Summer People
Posted: March 31, 2021 Filed under: Books, Society Leave a commentSummer People: A Novel
Marge Piercy
Open Road Media (April 12, 2016), 477 pages
originally published by Summit Books, a Simon and Schuster imprint (June 1, 1989)
Kindle edition $10.99
After finishing my previous nonfiction book I was looking for something countercultural. I knew I could find that by turning to Marge Piercy. I selected Summer People and was not disappointed. Now this was not sixties counterculture. The narrative in the novel takes place roughly contemporaneous with the publication of the book in 1989. Piercy mentions the amber screen of a computer. Many computer screens running the good old DOS operating system (yes, I know that’s redundant) in those days had black-and white or blue-and-white screens, but my computer at home in 1989 had an amber screen.

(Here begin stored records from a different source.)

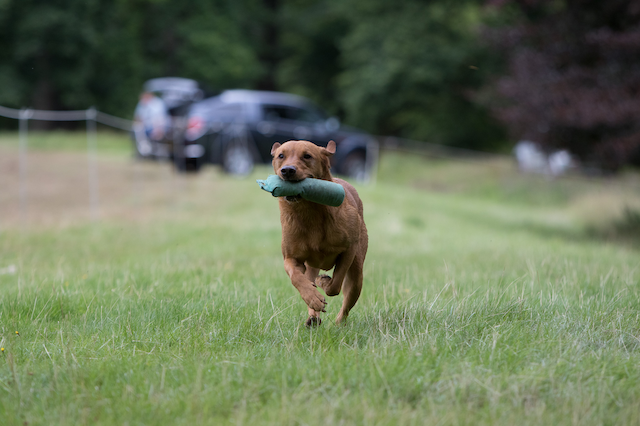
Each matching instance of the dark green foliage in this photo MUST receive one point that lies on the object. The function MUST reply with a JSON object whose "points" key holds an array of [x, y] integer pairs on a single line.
{"points": [[403, 68]]}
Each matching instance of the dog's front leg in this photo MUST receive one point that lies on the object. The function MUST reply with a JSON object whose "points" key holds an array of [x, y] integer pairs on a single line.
{"points": [[310, 294], [332, 286]]}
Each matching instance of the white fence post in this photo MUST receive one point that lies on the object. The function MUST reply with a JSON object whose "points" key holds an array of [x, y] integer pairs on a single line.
{"points": [[25, 114], [91, 160]]}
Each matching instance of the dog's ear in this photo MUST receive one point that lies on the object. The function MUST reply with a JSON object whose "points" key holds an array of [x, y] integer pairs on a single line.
{"points": [[331, 148]]}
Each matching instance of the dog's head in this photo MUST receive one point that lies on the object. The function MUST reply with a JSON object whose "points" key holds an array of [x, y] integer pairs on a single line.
{"points": [[298, 160]]}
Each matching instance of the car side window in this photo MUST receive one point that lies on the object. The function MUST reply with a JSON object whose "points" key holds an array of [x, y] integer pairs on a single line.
{"points": [[280, 112]]}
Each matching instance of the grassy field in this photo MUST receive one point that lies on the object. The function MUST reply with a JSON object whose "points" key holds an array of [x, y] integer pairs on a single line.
{"points": [[490, 298]]}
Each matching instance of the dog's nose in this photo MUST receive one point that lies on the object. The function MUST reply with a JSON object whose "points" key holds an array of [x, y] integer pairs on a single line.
{"points": [[288, 171]]}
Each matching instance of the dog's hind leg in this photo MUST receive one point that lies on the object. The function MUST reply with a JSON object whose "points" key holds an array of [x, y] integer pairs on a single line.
{"points": [[311, 273], [351, 288], [314, 316]]}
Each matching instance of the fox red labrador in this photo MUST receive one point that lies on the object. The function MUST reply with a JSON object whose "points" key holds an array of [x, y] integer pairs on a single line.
{"points": [[315, 236]]}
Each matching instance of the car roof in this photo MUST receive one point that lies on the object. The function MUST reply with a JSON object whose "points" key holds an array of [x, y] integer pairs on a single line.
{"points": [[263, 97]]}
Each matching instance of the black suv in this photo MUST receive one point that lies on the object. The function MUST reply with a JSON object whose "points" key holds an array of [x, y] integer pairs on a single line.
{"points": [[237, 128]]}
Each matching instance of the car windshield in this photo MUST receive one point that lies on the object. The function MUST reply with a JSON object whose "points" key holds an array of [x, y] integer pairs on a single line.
{"points": [[309, 113]]}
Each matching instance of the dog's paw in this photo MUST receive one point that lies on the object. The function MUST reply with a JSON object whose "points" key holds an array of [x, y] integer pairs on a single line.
{"points": [[313, 321], [323, 281], [314, 300]]}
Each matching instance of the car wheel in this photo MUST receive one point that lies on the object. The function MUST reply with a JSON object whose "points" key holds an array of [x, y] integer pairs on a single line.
{"points": [[355, 166], [237, 159], [187, 165]]}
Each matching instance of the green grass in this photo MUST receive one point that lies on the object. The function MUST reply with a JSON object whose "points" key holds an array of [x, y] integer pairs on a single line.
{"points": [[109, 142], [478, 308]]}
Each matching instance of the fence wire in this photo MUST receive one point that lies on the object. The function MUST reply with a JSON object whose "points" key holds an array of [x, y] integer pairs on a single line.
{"points": [[91, 116]]}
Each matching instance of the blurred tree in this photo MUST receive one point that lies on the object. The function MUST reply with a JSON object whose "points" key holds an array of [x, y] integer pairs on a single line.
{"points": [[404, 68], [573, 78], [409, 67]]}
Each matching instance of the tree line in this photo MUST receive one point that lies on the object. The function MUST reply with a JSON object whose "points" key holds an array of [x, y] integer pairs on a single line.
{"points": [[468, 73]]}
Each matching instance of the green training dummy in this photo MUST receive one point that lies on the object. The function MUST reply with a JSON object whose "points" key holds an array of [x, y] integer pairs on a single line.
{"points": [[314, 190]]}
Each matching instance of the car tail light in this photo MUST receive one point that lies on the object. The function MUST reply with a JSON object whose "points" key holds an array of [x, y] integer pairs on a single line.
{"points": [[196, 127]]}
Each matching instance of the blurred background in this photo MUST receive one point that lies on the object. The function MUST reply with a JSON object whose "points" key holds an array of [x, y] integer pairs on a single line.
{"points": [[543, 76]]}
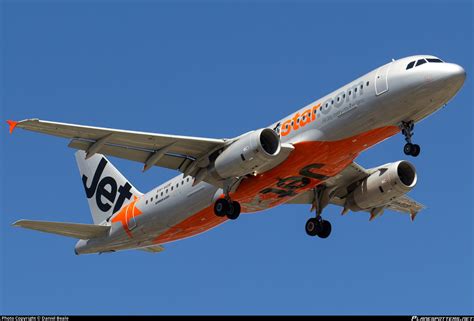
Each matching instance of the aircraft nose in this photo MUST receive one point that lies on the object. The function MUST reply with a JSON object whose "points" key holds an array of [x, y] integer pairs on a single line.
{"points": [[454, 75]]}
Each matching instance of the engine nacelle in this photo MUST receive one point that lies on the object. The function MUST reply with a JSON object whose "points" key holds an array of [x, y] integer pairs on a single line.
{"points": [[249, 153], [387, 183]]}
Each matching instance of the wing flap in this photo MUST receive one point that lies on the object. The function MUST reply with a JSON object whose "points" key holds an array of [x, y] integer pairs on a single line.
{"points": [[153, 249], [185, 145], [75, 230], [170, 161]]}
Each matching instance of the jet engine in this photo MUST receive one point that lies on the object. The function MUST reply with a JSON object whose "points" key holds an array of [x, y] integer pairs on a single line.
{"points": [[385, 184], [249, 153]]}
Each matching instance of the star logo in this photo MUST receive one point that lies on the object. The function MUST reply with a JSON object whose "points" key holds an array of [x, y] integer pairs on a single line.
{"points": [[127, 213]]}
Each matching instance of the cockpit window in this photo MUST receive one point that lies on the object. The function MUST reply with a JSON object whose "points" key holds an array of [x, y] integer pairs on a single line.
{"points": [[420, 62]]}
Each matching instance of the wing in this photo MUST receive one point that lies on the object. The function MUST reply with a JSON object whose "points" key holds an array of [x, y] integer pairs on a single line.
{"points": [[75, 230], [341, 185], [169, 151]]}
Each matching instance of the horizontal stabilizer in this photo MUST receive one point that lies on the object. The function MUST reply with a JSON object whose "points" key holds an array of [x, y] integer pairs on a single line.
{"points": [[75, 230]]}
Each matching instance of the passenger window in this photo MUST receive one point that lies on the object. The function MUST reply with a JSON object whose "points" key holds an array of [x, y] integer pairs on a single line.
{"points": [[420, 62], [410, 65], [434, 60]]}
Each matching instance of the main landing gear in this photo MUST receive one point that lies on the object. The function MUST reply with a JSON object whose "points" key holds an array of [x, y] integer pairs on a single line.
{"points": [[316, 226], [407, 131], [227, 207]]}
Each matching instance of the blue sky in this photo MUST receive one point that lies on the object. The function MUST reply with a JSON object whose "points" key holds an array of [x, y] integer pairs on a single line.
{"points": [[218, 69]]}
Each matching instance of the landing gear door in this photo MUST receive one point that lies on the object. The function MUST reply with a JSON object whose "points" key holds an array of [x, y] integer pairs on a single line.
{"points": [[381, 79]]}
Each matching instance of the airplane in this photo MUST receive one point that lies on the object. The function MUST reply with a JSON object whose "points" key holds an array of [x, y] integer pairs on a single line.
{"points": [[304, 158]]}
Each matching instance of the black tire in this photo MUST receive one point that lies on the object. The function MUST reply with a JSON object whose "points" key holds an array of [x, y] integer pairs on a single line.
{"points": [[408, 149], [415, 150], [234, 211], [325, 229], [221, 207], [312, 227]]}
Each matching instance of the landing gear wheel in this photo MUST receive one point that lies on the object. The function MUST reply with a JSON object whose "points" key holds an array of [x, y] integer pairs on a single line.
{"points": [[416, 150], [325, 229], [233, 211], [408, 148], [313, 227], [411, 149], [221, 207]]}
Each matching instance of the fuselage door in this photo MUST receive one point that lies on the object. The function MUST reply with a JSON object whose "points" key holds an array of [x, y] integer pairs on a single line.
{"points": [[381, 79]]}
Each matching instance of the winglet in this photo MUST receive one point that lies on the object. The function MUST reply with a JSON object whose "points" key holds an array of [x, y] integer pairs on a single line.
{"points": [[12, 125], [413, 215]]}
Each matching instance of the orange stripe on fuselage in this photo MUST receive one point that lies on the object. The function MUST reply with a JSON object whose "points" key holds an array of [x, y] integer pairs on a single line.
{"points": [[334, 156]]}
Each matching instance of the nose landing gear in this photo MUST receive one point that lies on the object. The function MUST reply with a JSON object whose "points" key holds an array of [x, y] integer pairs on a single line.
{"points": [[411, 149], [226, 207], [316, 226]]}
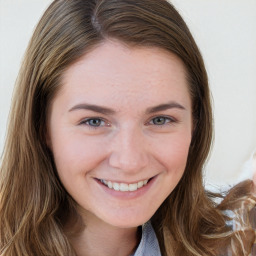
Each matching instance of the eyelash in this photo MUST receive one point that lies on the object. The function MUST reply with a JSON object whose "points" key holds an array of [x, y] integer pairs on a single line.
{"points": [[167, 120]]}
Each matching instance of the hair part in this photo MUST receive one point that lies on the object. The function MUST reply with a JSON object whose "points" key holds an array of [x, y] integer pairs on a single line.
{"points": [[31, 194]]}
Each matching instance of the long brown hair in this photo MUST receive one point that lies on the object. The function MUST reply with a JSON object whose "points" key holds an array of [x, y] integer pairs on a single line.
{"points": [[31, 195]]}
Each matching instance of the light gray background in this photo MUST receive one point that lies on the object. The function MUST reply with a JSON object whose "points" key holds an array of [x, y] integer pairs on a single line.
{"points": [[225, 31]]}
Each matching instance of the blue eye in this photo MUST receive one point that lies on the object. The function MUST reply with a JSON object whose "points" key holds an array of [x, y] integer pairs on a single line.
{"points": [[161, 120], [94, 122]]}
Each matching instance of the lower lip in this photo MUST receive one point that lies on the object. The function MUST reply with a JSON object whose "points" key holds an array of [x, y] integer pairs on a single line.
{"points": [[127, 194]]}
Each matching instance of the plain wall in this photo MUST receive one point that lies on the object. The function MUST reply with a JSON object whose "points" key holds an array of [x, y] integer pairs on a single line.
{"points": [[226, 34]]}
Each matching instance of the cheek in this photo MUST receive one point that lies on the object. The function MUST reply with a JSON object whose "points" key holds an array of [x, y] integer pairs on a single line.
{"points": [[174, 153], [74, 154]]}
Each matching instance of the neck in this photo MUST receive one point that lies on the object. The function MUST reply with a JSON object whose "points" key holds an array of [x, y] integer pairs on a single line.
{"points": [[100, 238]]}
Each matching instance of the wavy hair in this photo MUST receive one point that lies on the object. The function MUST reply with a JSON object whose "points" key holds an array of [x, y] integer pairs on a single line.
{"points": [[32, 197]]}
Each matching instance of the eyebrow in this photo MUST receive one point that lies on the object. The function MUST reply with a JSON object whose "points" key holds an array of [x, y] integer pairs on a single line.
{"points": [[109, 111]]}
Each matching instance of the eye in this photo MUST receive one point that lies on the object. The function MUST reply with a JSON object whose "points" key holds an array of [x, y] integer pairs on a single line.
{"points": [[161, 120], [94, 122]]}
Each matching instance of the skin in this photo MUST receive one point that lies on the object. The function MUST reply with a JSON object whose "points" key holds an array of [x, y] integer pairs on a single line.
{"points": [[127, 144]]}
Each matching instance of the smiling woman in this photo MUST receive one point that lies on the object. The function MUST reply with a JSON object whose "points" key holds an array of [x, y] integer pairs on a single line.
{"points": [[110, 127]]}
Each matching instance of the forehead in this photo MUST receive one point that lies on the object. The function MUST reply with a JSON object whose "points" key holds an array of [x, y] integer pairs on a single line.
{"points": [[118, 72]]}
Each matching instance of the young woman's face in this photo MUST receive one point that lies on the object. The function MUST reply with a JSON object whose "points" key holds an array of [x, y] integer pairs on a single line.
{"points": [[120, 130]]}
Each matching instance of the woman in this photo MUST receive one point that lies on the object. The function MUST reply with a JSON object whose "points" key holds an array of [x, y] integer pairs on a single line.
{"points": [[109, 130]]}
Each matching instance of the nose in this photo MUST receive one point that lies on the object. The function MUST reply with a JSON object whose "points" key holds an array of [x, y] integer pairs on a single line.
{"points": [[129, 151]]}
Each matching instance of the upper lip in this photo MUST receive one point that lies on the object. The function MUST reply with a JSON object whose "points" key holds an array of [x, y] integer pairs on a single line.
{"points": [[126, 181]]}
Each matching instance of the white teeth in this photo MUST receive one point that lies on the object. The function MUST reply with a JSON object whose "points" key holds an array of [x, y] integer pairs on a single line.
{"points": [[116, 186], [110, 185], [145, 182], [133, 187], [140, 184], [124, 187]]}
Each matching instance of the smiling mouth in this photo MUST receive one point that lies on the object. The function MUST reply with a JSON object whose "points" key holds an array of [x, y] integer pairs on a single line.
{"points": [[124, 187]]}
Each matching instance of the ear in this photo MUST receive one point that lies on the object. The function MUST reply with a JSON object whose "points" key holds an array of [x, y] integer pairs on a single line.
{"points": [[47, 137]]}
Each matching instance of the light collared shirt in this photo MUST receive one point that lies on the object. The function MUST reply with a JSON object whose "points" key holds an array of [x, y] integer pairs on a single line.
{"points": [[148, 244]]}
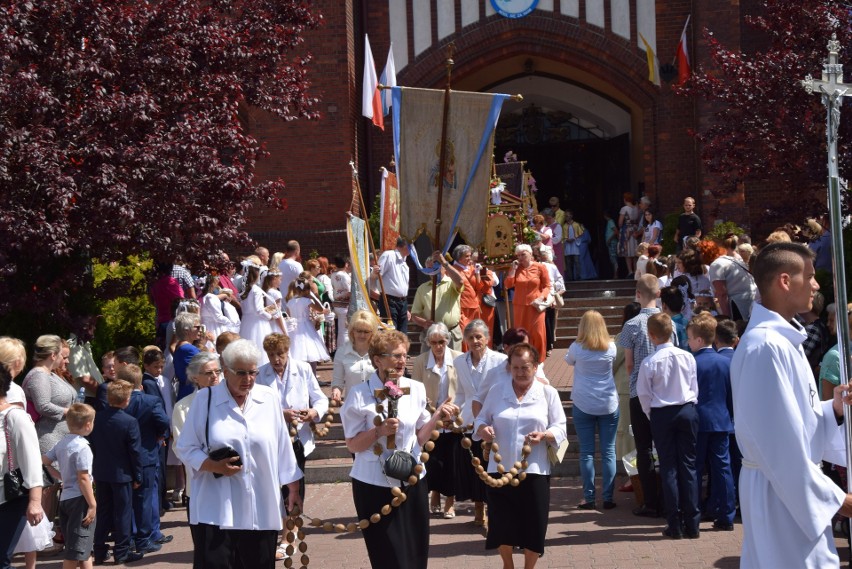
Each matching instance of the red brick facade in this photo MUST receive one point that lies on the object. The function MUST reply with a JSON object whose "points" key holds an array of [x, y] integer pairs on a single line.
{"points": [[313, 157]]}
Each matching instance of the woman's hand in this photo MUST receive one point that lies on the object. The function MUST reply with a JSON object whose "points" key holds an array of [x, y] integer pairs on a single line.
{"points": [[486, 433]]}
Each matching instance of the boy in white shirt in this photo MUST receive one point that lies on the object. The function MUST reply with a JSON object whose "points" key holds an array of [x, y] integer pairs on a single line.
{"points": [[77, 506], [668, 392]]}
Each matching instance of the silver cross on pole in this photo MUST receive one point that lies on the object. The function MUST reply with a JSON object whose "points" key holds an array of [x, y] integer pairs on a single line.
{"points": [[832, 89]]}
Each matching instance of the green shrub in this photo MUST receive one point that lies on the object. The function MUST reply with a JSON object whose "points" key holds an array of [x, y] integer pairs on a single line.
{"points": [[127, 320]]}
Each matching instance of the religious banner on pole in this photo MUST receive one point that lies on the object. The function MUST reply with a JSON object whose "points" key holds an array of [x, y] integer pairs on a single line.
{"points": [[389, 210], [417, 142]]}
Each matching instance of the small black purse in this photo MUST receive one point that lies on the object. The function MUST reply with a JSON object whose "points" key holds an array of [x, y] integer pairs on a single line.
{"points": [[13, 481], [220, 453]]}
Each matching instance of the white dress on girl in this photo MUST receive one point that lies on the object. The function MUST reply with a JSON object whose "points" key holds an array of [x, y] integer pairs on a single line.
{"points": [[306, 342], [257, 322]]}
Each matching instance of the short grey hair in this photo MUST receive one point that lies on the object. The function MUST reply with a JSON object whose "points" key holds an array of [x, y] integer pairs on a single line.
{"points": [[475, 325], [185, 322], [240, 351], [198, 361], [461, 251], [437, 328]]}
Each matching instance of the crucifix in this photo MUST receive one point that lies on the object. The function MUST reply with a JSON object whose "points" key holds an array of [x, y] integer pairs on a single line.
{"points": [[832, 89], [392, 395]]}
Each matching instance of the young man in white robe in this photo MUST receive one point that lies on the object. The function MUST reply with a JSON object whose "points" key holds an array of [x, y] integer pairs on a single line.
{"points": [[782, 427]]}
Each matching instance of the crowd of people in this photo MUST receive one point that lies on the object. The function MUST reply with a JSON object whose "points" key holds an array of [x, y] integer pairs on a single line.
{"points": [[472, 418]]}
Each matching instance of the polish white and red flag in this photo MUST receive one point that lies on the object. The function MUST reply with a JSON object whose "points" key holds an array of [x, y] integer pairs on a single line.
{"points": [[371, 105]]}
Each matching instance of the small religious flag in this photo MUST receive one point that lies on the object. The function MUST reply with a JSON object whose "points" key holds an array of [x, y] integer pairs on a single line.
{"points": [[653, 63], [683, 67], [388, 79], [371, 104]]}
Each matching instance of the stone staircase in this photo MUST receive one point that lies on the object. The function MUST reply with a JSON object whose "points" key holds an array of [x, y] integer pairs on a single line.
{"points": [[331, 460]]}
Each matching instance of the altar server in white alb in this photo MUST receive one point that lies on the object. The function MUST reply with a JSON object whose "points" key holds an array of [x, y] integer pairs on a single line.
{"points": [[782, 427]]}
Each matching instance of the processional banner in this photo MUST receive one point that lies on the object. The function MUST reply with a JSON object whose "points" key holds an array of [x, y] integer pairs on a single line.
{"points": [[417, 126]]}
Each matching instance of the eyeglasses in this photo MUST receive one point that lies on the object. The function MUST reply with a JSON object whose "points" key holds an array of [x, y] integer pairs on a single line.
{"points": [[246, 372], [398, 357]]}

This counterculture existed (in the novel) on Cape Cod. Susan and Willie were married. Susan was a seamstress and fashion designer. Willie was a sculptor and carpenter. Dinah, a musician and composer, moves into the house next door, which shared the driveway with Willie and Susan’s house. They quickly ended up in a three-way relationship. All went well until Susan, with her misperceptions and inflated sense of self-importance, insisted that the arrangement end. That triggered a domino effect that drives much of the novel’s action.
I wouldn’t refer to Piercy’s work as literary fiction, but she knows how to develop a plot and create believable, three-dimensional characters. The women are strong and not dependent on men. Piercy’s novels have always had a strong feminist tone, and her women take ownership of their own sex lives and responsibility for birth control. (One male character, in fact, provides his own condom).
The title Summer People is a bit of a misnomer, as the book is not about the people who arrive at Cape Cod in time for Memorial Day and leave right after Labor Day, although they do play a role. It’s the year-round residents, Willie, Susan, and Dina that are central to the novel.
So while not great literary fiction, Summer People is enjoyable reading with a serious message about how people treat each other, even if the conclusion ties things together just a little too neatly.